In the 17th century, since the East had a strict ban on the export of unprocessed berries, beans were smuggled to India where mass production also began. From the Dutch colonies and the Ottoman Empire the drink found its way into Europe. It rapidly grew in popularity and within less than a century, coffee had conquered the entire continent. However, just like in the Arab countries, it had many opponents. Some referred to coffee as "Satan's drink," and who knows what would have become of the coffee drinking tradition had it not been for the intervention of Pope Clement VIII who took it upon himself to cool the passions. He tasted the fragrant drink and gave it his personal blessing. Within a hundred years coffee was already popular all over the world.
What sort of coffee beans exist?
There are only four types of coffee beans in the world: Arabica, Robusta, Liberica and Excelsa. Only the first two are well-known and popular. They are used to make several thousand varieties of coffee available on the global market. Each type of bean has its own individual characteristics.
This is the most popular type of coffee bean used to create both luxury and cheaper drinks. The trees require a lot of special care. They grow only at height, need constant humidity, heat, fertilizers and the complete absence of frost. Beans of the Specialty class are only picked by hand, since mechanized harvesting is unacceptable.
Arabica has a rich taste and aroma and each variety has its own distinct properties. Certain varieties reveal a trace of citric acidity, while others suggest a nutty, chocolate, fruity or other nuance.
This is the second most popular coffee in the world. It is distinguished by the high caffeine content of the beans. Robusta is most commonly used in high strength blends. It has a bitter and heavy aroma which detracts from the pleasure of the flavour. Many people say that it simply does not possess any taste.
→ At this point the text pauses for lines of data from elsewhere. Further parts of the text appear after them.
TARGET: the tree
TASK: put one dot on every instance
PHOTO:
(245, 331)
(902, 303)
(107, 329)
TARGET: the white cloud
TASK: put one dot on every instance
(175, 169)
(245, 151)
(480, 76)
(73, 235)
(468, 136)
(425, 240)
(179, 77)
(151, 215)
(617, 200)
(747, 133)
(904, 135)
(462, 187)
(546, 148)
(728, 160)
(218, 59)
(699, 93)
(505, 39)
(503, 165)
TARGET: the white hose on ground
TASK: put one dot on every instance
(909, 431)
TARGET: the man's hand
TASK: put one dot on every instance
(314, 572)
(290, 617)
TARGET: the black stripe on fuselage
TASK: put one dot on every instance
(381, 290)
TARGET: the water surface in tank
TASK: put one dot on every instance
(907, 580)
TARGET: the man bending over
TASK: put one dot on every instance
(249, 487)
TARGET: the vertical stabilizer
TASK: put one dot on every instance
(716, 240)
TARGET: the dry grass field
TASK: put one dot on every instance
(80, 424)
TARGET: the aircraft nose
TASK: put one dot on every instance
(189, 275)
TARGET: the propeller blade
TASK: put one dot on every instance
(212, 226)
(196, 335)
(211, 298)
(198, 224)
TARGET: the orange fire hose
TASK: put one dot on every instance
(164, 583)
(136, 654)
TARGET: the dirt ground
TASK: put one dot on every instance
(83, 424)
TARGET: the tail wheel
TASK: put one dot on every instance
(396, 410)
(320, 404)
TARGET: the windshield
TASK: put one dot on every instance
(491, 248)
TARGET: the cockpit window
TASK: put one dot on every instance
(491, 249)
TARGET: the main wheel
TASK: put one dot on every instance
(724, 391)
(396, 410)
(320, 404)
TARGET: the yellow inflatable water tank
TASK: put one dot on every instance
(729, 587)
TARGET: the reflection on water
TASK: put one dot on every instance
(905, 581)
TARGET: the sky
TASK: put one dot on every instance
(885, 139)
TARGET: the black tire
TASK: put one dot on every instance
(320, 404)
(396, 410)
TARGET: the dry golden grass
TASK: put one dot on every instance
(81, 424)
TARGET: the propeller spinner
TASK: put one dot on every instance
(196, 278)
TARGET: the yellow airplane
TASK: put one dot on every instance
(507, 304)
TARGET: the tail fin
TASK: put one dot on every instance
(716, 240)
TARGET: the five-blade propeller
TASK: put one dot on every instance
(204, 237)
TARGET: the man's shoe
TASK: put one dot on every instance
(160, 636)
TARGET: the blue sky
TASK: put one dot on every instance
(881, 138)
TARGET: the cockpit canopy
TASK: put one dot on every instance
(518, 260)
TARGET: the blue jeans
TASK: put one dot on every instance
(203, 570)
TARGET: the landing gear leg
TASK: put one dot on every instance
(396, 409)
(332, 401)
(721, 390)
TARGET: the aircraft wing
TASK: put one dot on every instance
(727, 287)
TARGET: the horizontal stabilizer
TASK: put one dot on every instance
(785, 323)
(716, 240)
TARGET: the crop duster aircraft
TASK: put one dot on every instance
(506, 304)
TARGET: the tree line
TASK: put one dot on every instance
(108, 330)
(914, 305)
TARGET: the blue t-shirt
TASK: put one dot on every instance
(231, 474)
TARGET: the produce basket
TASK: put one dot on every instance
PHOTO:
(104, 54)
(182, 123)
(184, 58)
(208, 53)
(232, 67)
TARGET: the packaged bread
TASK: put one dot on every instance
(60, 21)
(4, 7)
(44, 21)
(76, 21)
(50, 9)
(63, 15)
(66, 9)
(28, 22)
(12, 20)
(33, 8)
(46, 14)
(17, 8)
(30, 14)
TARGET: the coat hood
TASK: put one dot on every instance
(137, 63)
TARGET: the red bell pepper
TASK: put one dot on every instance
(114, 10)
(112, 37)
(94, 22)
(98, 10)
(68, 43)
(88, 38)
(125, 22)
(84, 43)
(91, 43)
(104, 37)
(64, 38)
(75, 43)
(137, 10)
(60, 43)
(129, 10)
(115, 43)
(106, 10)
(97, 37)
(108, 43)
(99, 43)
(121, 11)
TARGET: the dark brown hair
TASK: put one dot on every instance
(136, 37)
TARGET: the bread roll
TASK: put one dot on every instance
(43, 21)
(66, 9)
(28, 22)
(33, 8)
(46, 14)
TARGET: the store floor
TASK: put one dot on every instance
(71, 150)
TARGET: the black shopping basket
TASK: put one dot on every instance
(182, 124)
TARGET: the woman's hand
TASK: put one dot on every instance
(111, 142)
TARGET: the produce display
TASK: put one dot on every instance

Others erroneously believe that the presence of Robusta in a blend indicates a poor and cheap coffee. It does not have the aroma of Arabica, but is less demanding in terms of care and preparation. As such it is much cheaper for both producers and buyers. None of the Robusta varieties are ranked in the Specialty category, this is the sole prerogative of Arabica. Nevertheless, it can be used in expensive blends to augment the amount of caffeine, improve the beverage and give it a good coffee cream.
This is another variety which has not achieved broad popularity. Liberica is not used in its pure form due to its bitter and "empty" taste. It is used in blends due to the intense aroma which is even more pronounced than Arabica. It's practically not exported and makes up for only 1.5-2% of all coffee beans harvested.
This is a rare and expensive type of coffee bean used in luxury blends to give a unique taste. Excelsa is such a rare variety that it cannot be experienced in its pure form. Although the trees are resistant to both pests and diseases, the yield is impossible to predict. For this reason, the aromatic beans are not commercially viable. They are harvested in only a few places in the world and are used exclusively in luxury blends.